Wednesday, August 09, 2017

Puts things in perspective ...

Joni Eareckson Tada, "Reflections on the 50th Anniversary of My Diving Accident" (TGC, July 30, 2017):
Recently I was at my desk writing to Tommy, a 17-year-old boy who just broke his neck body surfing off the Jersey shore. He’s now a quadriplegic. He will live the rest of his life in a wheelchair without use of his hands or legs. When it comes to life-altering injuries, quadriplegia is catastrophic.

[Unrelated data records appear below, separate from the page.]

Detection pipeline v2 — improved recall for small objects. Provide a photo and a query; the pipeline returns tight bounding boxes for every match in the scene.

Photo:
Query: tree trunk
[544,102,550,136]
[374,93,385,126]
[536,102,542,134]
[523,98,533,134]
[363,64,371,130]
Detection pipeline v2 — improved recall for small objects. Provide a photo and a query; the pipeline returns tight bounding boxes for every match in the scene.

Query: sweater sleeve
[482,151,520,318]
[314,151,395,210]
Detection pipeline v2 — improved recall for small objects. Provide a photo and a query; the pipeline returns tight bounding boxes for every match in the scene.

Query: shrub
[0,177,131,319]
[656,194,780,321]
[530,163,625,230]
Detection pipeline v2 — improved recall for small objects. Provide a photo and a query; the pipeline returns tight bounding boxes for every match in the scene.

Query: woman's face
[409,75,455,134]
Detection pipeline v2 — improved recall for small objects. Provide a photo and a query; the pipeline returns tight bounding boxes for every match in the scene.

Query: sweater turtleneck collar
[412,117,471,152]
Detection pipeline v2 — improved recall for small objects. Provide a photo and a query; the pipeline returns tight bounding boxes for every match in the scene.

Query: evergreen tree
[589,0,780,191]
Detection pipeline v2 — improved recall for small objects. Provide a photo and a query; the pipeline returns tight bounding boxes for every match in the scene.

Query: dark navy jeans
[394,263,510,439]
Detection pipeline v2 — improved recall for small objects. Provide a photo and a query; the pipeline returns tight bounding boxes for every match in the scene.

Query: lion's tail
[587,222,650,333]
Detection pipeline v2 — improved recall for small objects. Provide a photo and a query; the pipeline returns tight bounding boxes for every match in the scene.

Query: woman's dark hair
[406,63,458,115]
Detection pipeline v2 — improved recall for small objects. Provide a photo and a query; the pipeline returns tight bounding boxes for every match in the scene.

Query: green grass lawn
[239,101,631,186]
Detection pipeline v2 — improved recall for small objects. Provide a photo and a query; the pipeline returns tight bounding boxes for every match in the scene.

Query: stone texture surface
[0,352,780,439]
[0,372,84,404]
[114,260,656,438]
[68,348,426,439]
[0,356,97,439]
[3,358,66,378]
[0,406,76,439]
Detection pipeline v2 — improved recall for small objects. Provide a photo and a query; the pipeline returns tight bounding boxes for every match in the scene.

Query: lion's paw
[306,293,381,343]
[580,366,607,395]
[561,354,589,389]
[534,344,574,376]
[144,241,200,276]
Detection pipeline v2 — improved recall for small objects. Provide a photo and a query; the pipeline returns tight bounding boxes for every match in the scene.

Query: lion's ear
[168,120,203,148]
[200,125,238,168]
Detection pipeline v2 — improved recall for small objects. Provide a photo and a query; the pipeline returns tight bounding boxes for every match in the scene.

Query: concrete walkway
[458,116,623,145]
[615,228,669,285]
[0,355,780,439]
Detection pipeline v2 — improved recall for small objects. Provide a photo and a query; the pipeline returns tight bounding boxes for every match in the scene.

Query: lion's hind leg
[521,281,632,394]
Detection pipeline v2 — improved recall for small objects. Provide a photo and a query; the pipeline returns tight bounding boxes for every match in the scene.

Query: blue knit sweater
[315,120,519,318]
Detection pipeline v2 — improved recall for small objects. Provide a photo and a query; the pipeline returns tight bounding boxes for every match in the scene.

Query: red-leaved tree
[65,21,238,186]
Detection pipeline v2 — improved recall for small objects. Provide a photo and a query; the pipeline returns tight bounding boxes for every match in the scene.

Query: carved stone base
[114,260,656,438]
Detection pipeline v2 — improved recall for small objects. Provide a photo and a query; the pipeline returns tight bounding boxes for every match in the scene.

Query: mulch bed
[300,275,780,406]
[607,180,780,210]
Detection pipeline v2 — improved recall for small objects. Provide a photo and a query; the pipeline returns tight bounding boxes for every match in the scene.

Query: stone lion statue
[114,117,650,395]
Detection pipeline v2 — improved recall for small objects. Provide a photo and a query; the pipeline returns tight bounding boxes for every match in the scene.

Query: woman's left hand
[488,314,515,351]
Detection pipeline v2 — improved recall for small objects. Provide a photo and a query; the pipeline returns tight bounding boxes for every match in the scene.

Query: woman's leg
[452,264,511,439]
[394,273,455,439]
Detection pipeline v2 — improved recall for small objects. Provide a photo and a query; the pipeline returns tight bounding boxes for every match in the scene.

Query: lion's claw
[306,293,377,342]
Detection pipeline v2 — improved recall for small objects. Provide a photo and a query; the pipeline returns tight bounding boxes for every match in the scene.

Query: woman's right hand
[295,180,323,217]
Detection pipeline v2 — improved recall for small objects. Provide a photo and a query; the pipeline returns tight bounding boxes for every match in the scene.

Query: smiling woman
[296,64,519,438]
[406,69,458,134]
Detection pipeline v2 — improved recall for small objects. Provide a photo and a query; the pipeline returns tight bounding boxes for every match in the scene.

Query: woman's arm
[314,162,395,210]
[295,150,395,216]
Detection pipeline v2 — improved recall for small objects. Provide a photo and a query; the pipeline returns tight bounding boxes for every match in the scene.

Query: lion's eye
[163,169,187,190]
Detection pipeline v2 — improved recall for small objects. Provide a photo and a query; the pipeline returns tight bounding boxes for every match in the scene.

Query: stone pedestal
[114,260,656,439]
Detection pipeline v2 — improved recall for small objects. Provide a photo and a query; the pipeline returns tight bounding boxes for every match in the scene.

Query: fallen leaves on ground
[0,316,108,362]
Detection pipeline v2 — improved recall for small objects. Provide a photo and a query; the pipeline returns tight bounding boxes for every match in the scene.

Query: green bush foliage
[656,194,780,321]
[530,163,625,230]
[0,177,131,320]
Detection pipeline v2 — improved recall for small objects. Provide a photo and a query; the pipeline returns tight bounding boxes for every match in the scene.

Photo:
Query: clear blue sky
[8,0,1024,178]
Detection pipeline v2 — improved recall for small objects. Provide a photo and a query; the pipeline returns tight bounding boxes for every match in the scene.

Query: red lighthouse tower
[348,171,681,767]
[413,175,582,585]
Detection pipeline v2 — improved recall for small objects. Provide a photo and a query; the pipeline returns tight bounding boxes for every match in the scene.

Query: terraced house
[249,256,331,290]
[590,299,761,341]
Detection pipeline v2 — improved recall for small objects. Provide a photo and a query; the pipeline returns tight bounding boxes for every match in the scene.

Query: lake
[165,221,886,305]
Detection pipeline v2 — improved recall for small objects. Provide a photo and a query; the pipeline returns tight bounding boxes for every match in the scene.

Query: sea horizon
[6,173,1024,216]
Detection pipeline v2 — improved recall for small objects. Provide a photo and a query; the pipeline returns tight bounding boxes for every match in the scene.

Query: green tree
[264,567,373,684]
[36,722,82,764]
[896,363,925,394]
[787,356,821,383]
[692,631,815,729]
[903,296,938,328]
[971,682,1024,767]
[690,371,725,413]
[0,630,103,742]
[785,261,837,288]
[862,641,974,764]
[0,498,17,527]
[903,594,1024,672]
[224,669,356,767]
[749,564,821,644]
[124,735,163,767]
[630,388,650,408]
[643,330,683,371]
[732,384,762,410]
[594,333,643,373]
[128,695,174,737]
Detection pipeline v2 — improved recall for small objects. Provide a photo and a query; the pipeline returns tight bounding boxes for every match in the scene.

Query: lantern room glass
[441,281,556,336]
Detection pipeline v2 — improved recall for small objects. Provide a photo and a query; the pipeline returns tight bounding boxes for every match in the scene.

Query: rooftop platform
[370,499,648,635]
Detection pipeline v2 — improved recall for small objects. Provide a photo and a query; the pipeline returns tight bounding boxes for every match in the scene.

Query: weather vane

Halfway through my letter describing several hurdles Tommy should expect in rehab, I stopped. I felt utterly overwhelmed, thinking of all that lies ahead for him. I’ve been there. And even though half a century has passed, I can still taste the anguish. Hot, silent tears began streaming, and I choked out a prayer, Oh God, how will Tommy do it? How will he ever make it? Have mercy; help him find you!

... Like Tommy, I was once the 17-year-old who retched at the thought of living life without a working body. I hated my paralysis so much I would drive my power wheelchair into walls, repeatedly banging them until they cracked. Early on, I found dark companions who helped me numb my depression with scotch-and-cola. I just wanted to disappear. I wanted to die.

What a difference time makes—as well as prayer, heaven-minded friends, and deep study of God’s Word. All combined, I began to see there are more important things in life than walking and having use of your hands. It sounds incredible, but I really would rather be in this wheelchair knowing Jesus as I do than be on my feet without him [emphasis added]. But whenever I try to explain it, I hardly know where to begin....

Ten words have set the course for my life: God permits what he hates to accomplish what he loves.